/****************************************************************************
*
* cuda-anneal.cu - ANNEAL cellular automaton
*
* Copyright (C) 2017--2024 by Moreno Marzolla
*
* Licensed under the Apache License, Version 2.0 (the "License");
* you may not use this file except in compliance with the License.
* You may obtain a copy of the License at
*
* http://www.apache.org/licenses/LICENSE-2.0
*
* Unless required by applicable law or agreed to in writing, software
* distributed under the License is distributed on an "AS IS" BASIS,
* WITHOUT WARRANTIES OR CONDITIONS OF ANY KIND, either express or implied.
* See the License for the specific language governing permissions and
* limitations under the License.
*
****************************************************************************/
/***
% HPC - ANNEAL cellular automaton
% Moreno Marzolla
% Last updated: 2024-01-04
The ANNEAL Callular Automaton (also known as _twisted majority rule_)

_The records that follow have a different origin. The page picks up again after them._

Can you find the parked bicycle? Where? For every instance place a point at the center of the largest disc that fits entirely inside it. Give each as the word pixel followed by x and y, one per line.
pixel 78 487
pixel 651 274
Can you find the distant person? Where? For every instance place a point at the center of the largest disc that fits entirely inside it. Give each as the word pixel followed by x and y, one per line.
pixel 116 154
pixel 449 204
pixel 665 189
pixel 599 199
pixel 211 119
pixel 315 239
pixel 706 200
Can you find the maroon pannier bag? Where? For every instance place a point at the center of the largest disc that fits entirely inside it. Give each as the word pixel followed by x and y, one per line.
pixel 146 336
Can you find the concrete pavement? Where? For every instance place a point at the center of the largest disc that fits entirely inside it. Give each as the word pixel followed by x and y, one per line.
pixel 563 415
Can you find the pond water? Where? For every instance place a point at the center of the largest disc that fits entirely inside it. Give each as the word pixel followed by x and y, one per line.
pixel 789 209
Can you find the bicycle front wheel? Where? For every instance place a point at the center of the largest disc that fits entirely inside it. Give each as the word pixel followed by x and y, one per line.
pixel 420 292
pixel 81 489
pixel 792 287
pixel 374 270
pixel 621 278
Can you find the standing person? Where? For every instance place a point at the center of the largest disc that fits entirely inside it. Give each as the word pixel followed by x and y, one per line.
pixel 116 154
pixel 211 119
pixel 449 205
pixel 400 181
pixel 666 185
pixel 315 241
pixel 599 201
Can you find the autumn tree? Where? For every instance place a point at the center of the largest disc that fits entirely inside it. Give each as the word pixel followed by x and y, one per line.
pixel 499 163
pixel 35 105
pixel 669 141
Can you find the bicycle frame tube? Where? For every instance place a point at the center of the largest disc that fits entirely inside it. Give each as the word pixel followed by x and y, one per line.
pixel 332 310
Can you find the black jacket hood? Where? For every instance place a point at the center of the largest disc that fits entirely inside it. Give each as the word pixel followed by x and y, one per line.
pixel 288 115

is a simple two-dimensional, binary CA defined on a grid of size $W
\times H$. Cyclic boundary conditions are assumed, so that each cell
has eight neighbors. Two cells are adjacent if they share a side or a
corner.
The automaton evolves at discrete time steps $t = 0, 1, \ldots$. The
state of a cell $x$ at time $t + 1$ depends on its state at time $t$,
and on the state of its neighbors at time $t$. Specifically, let $B_x$
be the number of cells in state 1 within the neighborhood of size $3
\times 3$ centered on $x$ (including $x$). Then, if $B_x = 4$ or $B_x
\geq 6$ the new state of $x$ is 1, otherwise the new state of $x$ is
0. See Figure 1 for some examples.
![Figure 1: Computation of the new state of the central cell of a
block of size $3 \times 3$](cuda-anneal1.svg)
To simulate synchrnonous, concurrent updates of all cells, two domains
must be used. The state of a cell is read from the "current" domain,
and new values are written to the "next" domain. "Current" and "next"
are exchanged at the end of each step.
The initial states are chosen at random with uniform
probability. Figure 2 shows the evolution of a grid of size $256
\times 256$ after 10, 100 and 1024 steps. We observe the emergence of
"blobs" that grow over time, with the exception of small "specks".
![Figure 2: Evolution of the _ANNEAL_ CA](anneal-demo.png)
I made a short YouTube video to show the evolution of the automaton
over time:
The program [cuda-anneal.cu](cuda-anneal.cu) computes the evolution of
the _ANNEAL_ CA after $K$ iterations. The final state is written to a
file. The goal of this exercise is to modify the program to use the
GPU to update the domain.
Some suggestions:
- Start writing a version that does _not_ use shared memory. Transform
the `copy_top_bottom()`, `copy_left_right()` and `step()` functions
into kernels. The size of the thread blocks that copy the sides of
the domain will be different from the size of the domain that
computes the evolution of the automaton (see the next points).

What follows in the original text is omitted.